As announced in February 2022, CMS has redesigned the GPDC Model to better align with the Biden-Harris Administration’s priorities and CMS’ vision for accountable care, and in response to feedback from stakeholders and participants. The redesigned model will be renamed the ACO Realizing Equity, Access, and Community Health, or ACO REACH, beginning January 1, 2023. Specifically, the ACO REACH Model addresses the following priorities:

> Greater focus on health equity and closing disparities in care;

> Emphasis on provider-led organizations and strengthening beneficiary voices to guide the work of model participants;

> Stronger beneficiary protections through ensuring robust compliance with model requirements, including increased screening of model applicants and increased monitoring of model participants;

> Greater transparency and data sharing on care quality and financial performance of model participants; and

> Stronger protections against inappropriate coding and risk score growth.
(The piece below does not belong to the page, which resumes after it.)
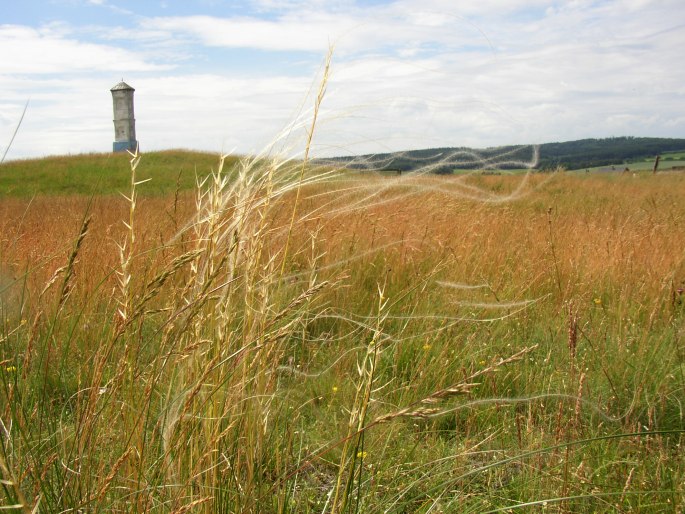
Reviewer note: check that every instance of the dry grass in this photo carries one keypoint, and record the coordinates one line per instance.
(215, 356)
Value-based healthcare has evolved through the CMS Innovation Center’s model tests. Lessons learned from the GPDC Model will help define the future system of care. Our vision for the future is for a health care system that achieves equitable outcomes through high quality, affordable, person-centered care.

The release of information from CMS led the head of APG, which represents physician groups involved in risk-based and value-based contracting nationwide, to express pride in the result, particularly as they related to APG’s member organizations. “APG is pleased and proud that so many of our member organizations are among the 53 Direct Contracting Entities (DCEs) that recorded savings for the Medicare program, earned shared savings payments, and achieved perfect quality scores according to the Global and Professional Direct Contracting model metrics in the first performance year,” said Susan Dentzer, APG  President and CEO. “This important early evidence reinforces the concept behind this model: that its strong financial incentives encourage physician practices to transform care delivery; better manage and engage patients; and achieve higher quality-of-care outcomes than are typical for Medicare patients in the traditional fee-for-service program.”